Ilustrasi sederhana aksara Lontara
Aksara Lontara, atau yang sering disebut juga sebagai "Surat Bugis" atau "Aksara Pura", merupakan salah satu warisan budaya tak benda yang sangat kaya dari masyarakat Bugis, Makassar, Mandar, dan Toraja di Sulawesi Selatan. Meskipun penggunaannya tidak sepopuler aksara Latin saat ini, Lontara menyimpan jejak sejarah, filosofi, hukum, dan sastra lisan yang panjang dari peradaban di Nusantara bagian timur ini.
Secara historis, Aksara Lontara diperkirakan berasal dari aksara Brahmi yang menyebar ke Asia Tenggara melalui jalur perdagangan dan penyebaran agama Hindu-Buddha. Bentuknya yang khas, seringkali terdiri dari garis-garis lurus dan bentuk geometris yang sederhana, mencerminkan adaptasi terhadap media tulis tradisional mereka: daun lontar (Borassus flabellifer). Proses penulisan pada daun lontar membutuhkan alat tajam (pisau kecil atau bilah bambu) yang menghasilkan goresan lurus.

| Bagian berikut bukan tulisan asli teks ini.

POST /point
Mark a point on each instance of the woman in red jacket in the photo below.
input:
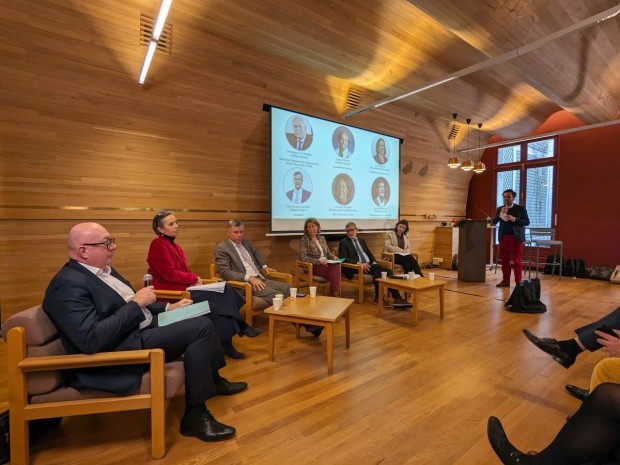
(168, 266)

Penulisan pada daun lontar tidak memungkinkan pembuatan garis melengkung yang rumit. Inilah yang menyebabkan bentuk dasar aksara Lontara cenderung bersudut tajam. Aksara ini awalnya digunakan untuk mencatat naskah-naskah penting seperti La Galigo (epos besar masyarakat Bugis), catatan hukum (seperti Adu' Tallang), silsilah raja-raja, hingga perhitungan astronomi dan perbintangan.
Sistem penulisan Lontara adalah abugida, yang berarti setiap karakter dasar merepresentasikan satu konsonan yang secara inheren diikuti oleh vokal 'a'. Untuk mengubah vokal bawaan 'a' menjadi vokal lain (seperti 'i', 'u', 'e', atau 'o'), digunakanlah tanda diakritik yang disebut tanda atau cecek.
Secara umum, terdapat 20 huruf dasar dalam Lontara. Vokal bawaan 'a' dihilangkan dengan menambahkan tanda di atas atau di bawah huruf tersebut untuk menghasilkan bunyi vokal yang berbeda. Misalnya, sebuah huruf dasar yang dibaca 'ka' bisa berubah menjadi 'ki', 'ku', 'ke', atau 'ko' tergantung posisi tanda diakritiknya.
Meskipun memiliki kemiripan struktural dengan aksara Nusantara lainnya yang berasal dari India seperti Aksara Pallawa (misalnya Hanacaraka Jawa/Bali), Lontara memiliki kekhasan tersendiri. Salah satu perbedaan paling signifikan adalah pada sistem pemotongan kata (spasi antar kata). Dalam naskah tradisional Lontara, seringkali tidak ada pemisahan eksplisit antar kata, sehingga pembacaan membutuhkan pemahaman kontekstual yang mendalam terhadap teks dan seringkali hanya mengandalkan jeda alamiah dalam kalimat.
Selain itu, terdapat beberapa perbedaan dalam representasi bunyi. Misalnya, Lontara membedakan antara konsonan yang dihasilkan dari pangkal lidah, tengah lidah, dan ujung lidah, yang mungkin tidak selalu tampak jelas dalam transliterasi Latin. Ini menunjukkan tingkat kerumitan fonologis yang direkam oleh sistem ejaan ini.
Di masa modern, penggunaan Lontara semakin terdesak oleh aksara Latin yang lebih universal dan efisien untuk kebutuhan administrasi dan komunikasi massa. Namun, upaya pelestarian terus dilakukan oleh berbagai pihak, terutama akademisi, budayawan, dan komunitas adat. Mereka berupaya mendigitalkan naskah-naskah kuno dan mengajarkannya di sekolah-sekolah lokal sebagai bagian dari mata pelajaran muatan lokal.
Mempelajari Ejaan Lontara Bugis bukan sekadar mempelajari bentuk huruf kuno. Ini adalah upaya untuk memahami cara pandang leluhur Bugis dalam merekam dunia mereka—sebuah jendela yang terbuka menuju kearifan lokal yang terukir di atas daun yang rapuh namun abadi. Pelestarian aksara ini adalah kunci untuk menjaga identitas budaya yang unik di tengah arus globalisasi.